For Road and Canal detection, we have implemented a custom semantic segmentation engine. However, for the purposes of this article, we will describe the general approach using the well-known Unet with MobilenetV2 as encoder. Unet is widely used for biomedical image segmentation. The Unet architecture is based on a fully convolutional network. One of the benefits of using Unet is, with a very small dataset, it will give better accurate segmented results. The original paper can be found [Here].
UNET Architecture[Source https://arxiv.org/pdf/1505.04597]

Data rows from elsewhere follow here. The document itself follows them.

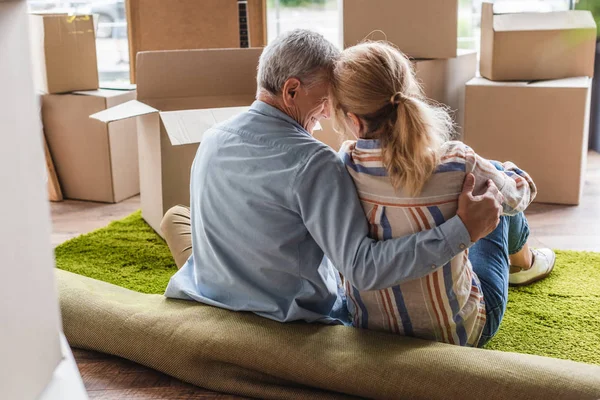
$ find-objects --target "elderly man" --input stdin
[162,30,501,323]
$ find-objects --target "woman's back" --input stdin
[340,140,535,346]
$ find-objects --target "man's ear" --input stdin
[282,78,301,107]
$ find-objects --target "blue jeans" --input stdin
[469,213,529,347]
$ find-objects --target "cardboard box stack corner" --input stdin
[29,14,98,94]
[29,14,139,203]
[92,48,262,235]
[314,0,477,150]
[464,3,596,205]
[126,0,267,83]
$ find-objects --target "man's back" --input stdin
[166,102,345,321]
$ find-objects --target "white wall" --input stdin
[0,0,61,400]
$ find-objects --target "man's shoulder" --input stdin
[212,111,337,162]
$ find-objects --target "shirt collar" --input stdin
[250,100,312,136]
[356,139,381,150]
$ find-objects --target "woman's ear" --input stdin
[346,113,363,139]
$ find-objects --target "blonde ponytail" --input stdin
[332,42,453,196]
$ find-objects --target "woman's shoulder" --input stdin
[440,140,473,164]
[340,140,356,153]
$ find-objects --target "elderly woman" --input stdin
[162,30,501,324]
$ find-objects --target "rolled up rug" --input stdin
[56,270,600,400]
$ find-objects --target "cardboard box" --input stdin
[480,3,596,81]
[127,0,267,82]
[342,0,458,58]
[29,14,98,93]
[0,0,62,400]
[42,90,140,203]
[92,49,262,235]
[464,77,592,204]
[314,50,477,150]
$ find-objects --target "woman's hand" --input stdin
[456,174,504,242]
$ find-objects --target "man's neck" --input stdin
[256,91,287,114]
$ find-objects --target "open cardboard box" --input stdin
[92,49,262,235]
[314,50,477,151]
[464,77,592,204]
[126,0,267,82]
[480,3,596,81]
[29,14,98,93]
[341,0,458,58]
[42,89,140,203]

Mobilenet V2 is optimized for mobile devices, Since it has less parameters, it is easier to run on any mobile/edge devices as a light feature extractor. The building block of MobilenetV2 consists of separable depth wise convolutions. Linear bottlenecks between the layers and shortcut connections make it different from the earlier version MobilenetV1.
MobilenetV2 Architecture[Source https://ai.googleblog.com/2018/04/mobilenetv2-next-generation-of-on.html]

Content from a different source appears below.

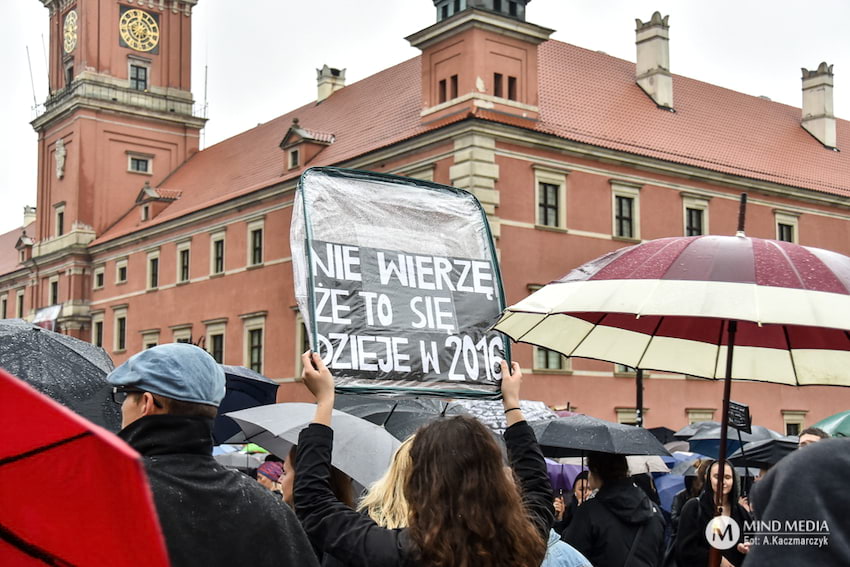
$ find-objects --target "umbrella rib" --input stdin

Raw image collected from the camera is pre-processed before feeding to the model. Collected images need to be resized to the model input size. Since Road and Canal detection needs larger spatial information, input dimension to the model is set to 620 X 480.
Tracking module is integrated next to the segmentation block, which will calculate pitch, roll and yaw axis rotations needed to control the gimbal or camera mount.
Pitch Roll Yaw interpretation[Source https://en.wikipedia.org/]
Roll is the rotation around the front-to-back axis, Pitch is the rotation around the side-to-side axis, and Yaw corresponds to the rotation around the vertical axis.
These calculations are done after getting a detection image from the segmentation block. For every segmented bounding box, the average centroid is calculated and this centroid and static image centroid is used for calculating the control directions. Image post-processing operations are handled in the post-processing block. Three-State signals [Neutral, Up, and Down] are generated from the Tracking module, and these are used to trigger the electronics that control the motion of the gimbal on which the camera is mounted.
Road Tracking Output streaming sample
Canal Tracking Output streaming sample
In the above clips, you will observe that the road or canal contour is moving up or down with reference to the complete image frame in response to the UP, DOWN, NEUTRAL signaling generated by the Tracking algorithm.
The tracking algorithm has been deployed on an NVIDIA Jetson TX2-based compute box and is capable of gimbal position correction within less than a few 100ms.
The tracker module for road and canal following is a vital component for aerial data acquisition companies to ensure perfect image capture during flight. These captured images can then be fed into downstream analytics software that can find anomalies or other important artifacts on-road and canal assets.